A simple no frills dish that’s perfect for weekends or a supper time dish and a good addition to a get together, can be made in advance and served cold if you wish. Just a tasty and easy food, there are many ways to make this dish including some healthier options. I find macaroni and cheese the perfect dish for a quick treat after a hike, perhaps even packed up for the hike ahead or just a homely yummy supper. When I make a batch of Mac and Cheese I like to go over the top and make extra so I can freeze individual portions, it comes in really handy on a hectic day. Serve as you please with a salad or wonderful with a yummy ciabatta garlic bread if you’re not counting the calories! One of my favorite additions is a toasted slice of Home Baked Olive and Tomato Bread.

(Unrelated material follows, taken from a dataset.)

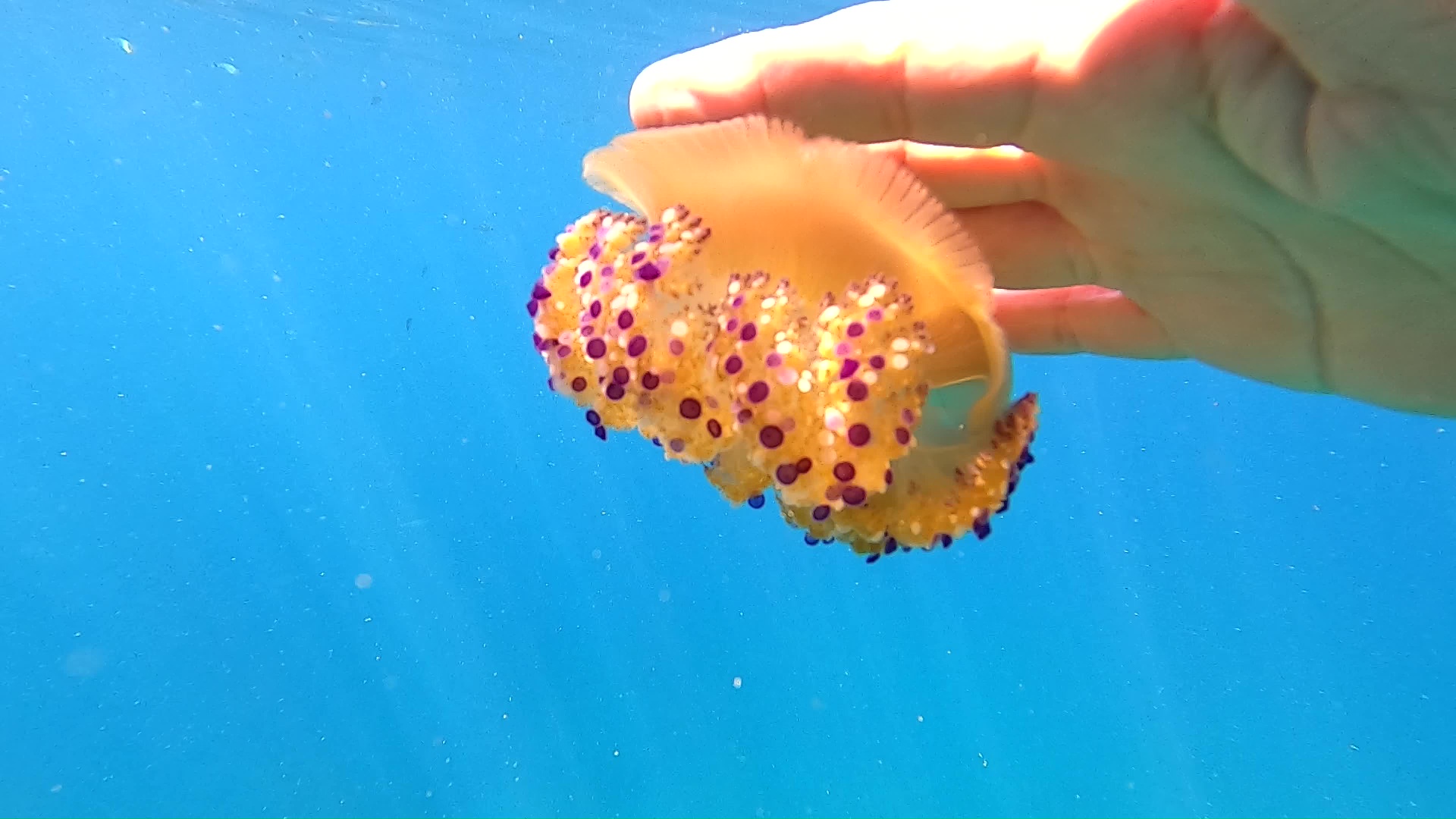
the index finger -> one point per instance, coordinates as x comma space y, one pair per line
946, 74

3 Tablespoons of Plain Flour
2 Tablespoons of Butter
1 Clove of Garlic (or half a teaspoon of powdered garlic will suffice)
350g 12oz of any kind of short pasta. My preference is the wholemeal shell type. (Conchiglie)

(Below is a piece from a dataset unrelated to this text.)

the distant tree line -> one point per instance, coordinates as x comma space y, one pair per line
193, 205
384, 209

250g 9oz of Grated Mature Cheddar. My personal preference is a half fat version.
50g 2oz Grated Parmesan Cheese. Or vegetarian alternative. I prefer instead to add 50g 2oz of Blue Stilton.
1 Large teaspoon of Wholegrain Mustard. You can use other types of mustard if you prefer.
500ml 1pt whole milk
Pinch of salt and pepper.
Additional options; A head of fresh broccoli or a good handful of frozen broccoli if fresh is not available. Works equally as well with cauliflower. Works best if steamed then added into the dish with the pasta and cheese sauce.
A medium sized deep pie or casserole dish. A large saucepan for boiling the pasta. Medium sized pan for the cheese sauce. A steamer or pan for the broccoli. A wooden spoon. A Whisk. Grater for the cheese.
First preheat your oven to 180c/Gas mrk 6 /200c Fan Assisted.
Boil the pasta on a steady heat until almost cooked then take off the stove and drain.
To prepare the rich cheese sauce melt the butter in a pan and add the chopped clove of garlic along with the mustard and a pinch of salt and pepper cook gently for a minute before adding the flour, stirring continually cook for a further minute before slowly and gradually adding the pint of milk, or enough milk for the sauce consistency you prefer. I like to use a whisk whilst adding the milk to keep the sauce lump free. Simmer gently whilst whisking for another few minutes then stir in the cheese a little at a time with a wooden spoon, keep back enough grated cheese to sprinkle over the top of the dish.
Into the deep casserole dish, put the pre-cooked pasta and pour over the tasty cheese sauce and turn it about until all is coated then top with a generous sprinkle of cheese.
(Can be frozen at this stage in individual portions or as a family size dish in a freeze proof container. Defrost thoroughly before cooking.)
Bake for around 20 mins until the cheese topping melts to a light golden brown. Serving suggestion; a salad and garlic ciabatta or a toasted slice of Olive and Tomato Specialty Bread work great together with this dish. Bon Appetite!